Panic, claustrophobia choked her, and bile surged up her throat. She lunged for the toilet, her stomach heaved, and she retched. She braced herself, panting, sweating, until her stomach and chest stopped contracting.

Then she ripped back her shower curtain, turned the water on scalding hot.

Broken Bar had once been safe. Her sanctuary. Her dream of a future. But in the space of a few days ill winds had blown in with the winter frost and converged to change everything. That murder, the news. Myron and his will. Cole. She wished she’d never picked up that goddamn phone and called him.

But she had.

And now she had to accept that this chapter, this phase, this sanctuary, was over.

Because even if Cole left her alone, Adele had seen. Nella and Jason now knew about her scars and her flashbacks. There would be more news about the Birkenhead murder in the media, more references to the Watt Lake Killer. Some reporter, someone in Clinton would get curious and look up the old case, his last victim.

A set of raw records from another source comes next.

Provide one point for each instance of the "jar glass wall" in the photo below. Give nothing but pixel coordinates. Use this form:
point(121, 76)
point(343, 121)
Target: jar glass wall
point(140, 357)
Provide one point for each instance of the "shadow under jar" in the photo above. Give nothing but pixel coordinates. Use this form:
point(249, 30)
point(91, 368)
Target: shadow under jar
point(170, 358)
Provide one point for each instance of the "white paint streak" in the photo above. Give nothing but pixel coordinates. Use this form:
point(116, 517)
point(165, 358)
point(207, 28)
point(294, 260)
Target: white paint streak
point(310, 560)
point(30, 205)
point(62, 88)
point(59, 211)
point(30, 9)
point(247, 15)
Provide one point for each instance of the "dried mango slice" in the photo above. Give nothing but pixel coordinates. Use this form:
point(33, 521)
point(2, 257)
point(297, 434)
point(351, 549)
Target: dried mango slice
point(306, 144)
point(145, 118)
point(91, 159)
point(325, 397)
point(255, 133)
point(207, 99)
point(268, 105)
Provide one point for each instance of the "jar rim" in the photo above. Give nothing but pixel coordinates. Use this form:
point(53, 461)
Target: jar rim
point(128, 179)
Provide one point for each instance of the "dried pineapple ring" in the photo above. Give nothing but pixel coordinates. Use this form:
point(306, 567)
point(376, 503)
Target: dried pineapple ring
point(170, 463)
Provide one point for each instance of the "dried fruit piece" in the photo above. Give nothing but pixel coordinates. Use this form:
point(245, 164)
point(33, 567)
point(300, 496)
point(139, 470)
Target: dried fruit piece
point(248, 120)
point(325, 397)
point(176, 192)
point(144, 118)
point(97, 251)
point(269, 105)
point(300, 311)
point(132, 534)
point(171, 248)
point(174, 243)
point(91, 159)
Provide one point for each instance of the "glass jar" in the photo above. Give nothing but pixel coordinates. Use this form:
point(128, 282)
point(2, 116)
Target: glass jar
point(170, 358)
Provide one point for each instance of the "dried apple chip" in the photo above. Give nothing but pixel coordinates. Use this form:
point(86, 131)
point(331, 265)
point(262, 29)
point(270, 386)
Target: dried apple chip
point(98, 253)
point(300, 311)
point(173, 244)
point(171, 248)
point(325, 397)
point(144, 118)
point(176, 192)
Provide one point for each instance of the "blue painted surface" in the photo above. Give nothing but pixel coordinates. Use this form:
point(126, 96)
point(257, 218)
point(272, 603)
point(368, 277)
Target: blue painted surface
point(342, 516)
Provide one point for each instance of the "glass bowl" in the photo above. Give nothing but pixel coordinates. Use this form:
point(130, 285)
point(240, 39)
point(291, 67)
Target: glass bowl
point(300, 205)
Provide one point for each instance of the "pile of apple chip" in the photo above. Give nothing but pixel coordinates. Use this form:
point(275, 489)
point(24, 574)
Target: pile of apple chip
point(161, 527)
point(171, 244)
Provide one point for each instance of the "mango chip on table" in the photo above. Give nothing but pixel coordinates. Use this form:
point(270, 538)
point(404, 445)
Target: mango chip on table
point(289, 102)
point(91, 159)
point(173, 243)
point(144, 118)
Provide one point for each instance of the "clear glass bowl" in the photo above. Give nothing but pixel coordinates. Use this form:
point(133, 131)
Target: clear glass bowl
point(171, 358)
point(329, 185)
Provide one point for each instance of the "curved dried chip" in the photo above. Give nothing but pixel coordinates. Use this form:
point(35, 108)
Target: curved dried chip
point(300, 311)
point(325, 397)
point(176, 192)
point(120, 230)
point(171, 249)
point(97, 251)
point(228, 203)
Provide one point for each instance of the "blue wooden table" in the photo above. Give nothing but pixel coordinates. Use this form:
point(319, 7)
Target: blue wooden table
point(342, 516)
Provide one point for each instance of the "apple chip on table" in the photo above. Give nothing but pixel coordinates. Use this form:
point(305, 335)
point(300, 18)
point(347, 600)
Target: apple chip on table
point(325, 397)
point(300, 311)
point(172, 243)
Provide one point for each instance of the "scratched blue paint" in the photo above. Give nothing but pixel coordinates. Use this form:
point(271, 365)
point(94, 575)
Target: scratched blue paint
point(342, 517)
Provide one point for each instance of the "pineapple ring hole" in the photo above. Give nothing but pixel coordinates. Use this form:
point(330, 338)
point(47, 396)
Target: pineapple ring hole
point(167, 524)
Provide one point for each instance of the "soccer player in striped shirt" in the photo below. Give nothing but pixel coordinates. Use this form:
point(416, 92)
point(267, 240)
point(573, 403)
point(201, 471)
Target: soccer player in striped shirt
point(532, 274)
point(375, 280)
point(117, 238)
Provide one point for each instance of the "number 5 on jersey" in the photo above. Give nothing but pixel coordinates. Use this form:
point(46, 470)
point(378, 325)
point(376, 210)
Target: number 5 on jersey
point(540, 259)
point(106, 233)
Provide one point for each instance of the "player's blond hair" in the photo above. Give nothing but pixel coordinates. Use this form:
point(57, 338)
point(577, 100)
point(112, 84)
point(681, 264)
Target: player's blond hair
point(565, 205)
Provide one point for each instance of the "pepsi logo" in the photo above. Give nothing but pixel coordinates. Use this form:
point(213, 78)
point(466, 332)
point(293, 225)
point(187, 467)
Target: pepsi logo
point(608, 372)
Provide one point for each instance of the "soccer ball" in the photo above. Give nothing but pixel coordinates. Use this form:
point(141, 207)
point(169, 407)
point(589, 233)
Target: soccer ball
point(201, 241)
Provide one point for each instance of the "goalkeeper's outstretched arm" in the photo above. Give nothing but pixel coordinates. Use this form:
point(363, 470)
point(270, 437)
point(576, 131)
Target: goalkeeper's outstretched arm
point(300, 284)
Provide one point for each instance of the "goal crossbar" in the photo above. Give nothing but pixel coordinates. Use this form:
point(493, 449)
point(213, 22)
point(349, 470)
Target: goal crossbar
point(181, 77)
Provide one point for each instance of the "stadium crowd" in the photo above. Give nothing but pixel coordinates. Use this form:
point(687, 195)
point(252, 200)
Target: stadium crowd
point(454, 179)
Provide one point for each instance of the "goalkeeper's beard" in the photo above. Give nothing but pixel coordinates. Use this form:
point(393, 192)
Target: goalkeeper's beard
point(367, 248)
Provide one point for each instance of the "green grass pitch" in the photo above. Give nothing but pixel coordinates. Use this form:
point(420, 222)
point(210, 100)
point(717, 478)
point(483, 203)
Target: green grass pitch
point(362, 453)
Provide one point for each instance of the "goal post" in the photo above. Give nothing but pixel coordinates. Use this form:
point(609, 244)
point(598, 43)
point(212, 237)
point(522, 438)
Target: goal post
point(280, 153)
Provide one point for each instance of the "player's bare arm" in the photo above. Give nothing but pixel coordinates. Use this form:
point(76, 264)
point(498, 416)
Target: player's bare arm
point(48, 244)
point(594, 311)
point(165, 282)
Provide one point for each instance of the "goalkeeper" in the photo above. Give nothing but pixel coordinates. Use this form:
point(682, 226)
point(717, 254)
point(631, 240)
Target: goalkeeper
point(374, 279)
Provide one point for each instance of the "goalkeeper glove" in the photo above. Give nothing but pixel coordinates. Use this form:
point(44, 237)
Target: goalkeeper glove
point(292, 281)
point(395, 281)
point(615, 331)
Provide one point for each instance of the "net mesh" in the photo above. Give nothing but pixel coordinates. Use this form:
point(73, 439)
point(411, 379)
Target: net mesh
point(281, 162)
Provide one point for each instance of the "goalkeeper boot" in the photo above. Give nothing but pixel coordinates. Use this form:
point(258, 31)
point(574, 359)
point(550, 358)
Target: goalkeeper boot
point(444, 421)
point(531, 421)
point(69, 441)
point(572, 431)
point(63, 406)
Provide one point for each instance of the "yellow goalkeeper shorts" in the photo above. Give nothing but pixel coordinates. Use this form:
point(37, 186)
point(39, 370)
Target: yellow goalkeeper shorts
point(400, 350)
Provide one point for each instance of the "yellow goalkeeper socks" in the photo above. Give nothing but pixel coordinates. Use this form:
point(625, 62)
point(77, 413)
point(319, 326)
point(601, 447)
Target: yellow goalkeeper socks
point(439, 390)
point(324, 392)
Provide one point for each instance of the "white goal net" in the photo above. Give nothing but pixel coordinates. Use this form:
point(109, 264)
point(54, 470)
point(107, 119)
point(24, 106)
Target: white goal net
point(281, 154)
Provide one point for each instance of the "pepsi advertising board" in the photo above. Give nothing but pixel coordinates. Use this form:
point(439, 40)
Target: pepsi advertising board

And there she would be.

Ethan would find her. Her family . . . She couldn’t do it. Could no longer stay here.

She climbed into the tub. Dry-eyed she sat on the tub floor, arms wrapped tightly around her knees, and let the water beat down on her head and back, scalding her flesh until it turned lobster pink and the gas ran out and the water began to run cold.

Tori’s heart raced as she quickly turned the next electronic page.

Tiny snowflakes began to crystallize in the air and dust the ground.
It helped hide her tracks as she crept like a pregnant Neanderthal woman with animal skins and bare buttocks, weapon in her hand, a wild madness in her head. He’d allowed her to escape. That time. And now, as she crawled, she held her mouth open, and her nasal passages flared as she tested the breeze for his scent, listening for his sound.
She heard it.
The shrill chuk chuk chuk of a chipmunk warning someone away.
He was here.
Somewhere.
She stilled, turned around in a slow circle, heart hammering, mouth dry.
Then she saw it. Bear scat. Oily, green-black in color, the kind of stinking fecal plug released after a long winter of hibernation and not eating. Her gaze darted through the forest. She found what she was seeking—markings at the base of a massive hemlock, and more scat. Scrabbling on hands and knees, she ducked under the curtain of protective hemlock branches. She saw claw marks scratched down the trunk. The marking of territory.
And there it was—an opening into the decaying base of the big tree.
Tentatively she pushed her hand inside, felt around. A den. Warm. Padded and insulated with needles and brush and dead moss. No bear.
She squirmed inside, careful not to squeeze her baby bump. There was enough room for her to curl into a ball. She covered herself with the bits of bark, dry moss, and dead leaves that had been raked inside by the bear.
If the animal returned, then she would deal with it. Anything was better than dealing with him.
She curved her shoulders and spine around her baby inside her stomach. And finally, she stopped shivering.
Outside more snow began to fall. Heavy and muffling. Hiding her path into the den.

Cole entered his cabin. It was cold and dark. He considered starting the fire. Instead he lit a small gas lamp and poured himself a drink. He found a woolen hat in his duffel and pulled it low over his head. He took his drink and sat out on the porch in his down jacket. Looking out over the lake, he watched the fading aurora reflecting on the ruffled surface of the water.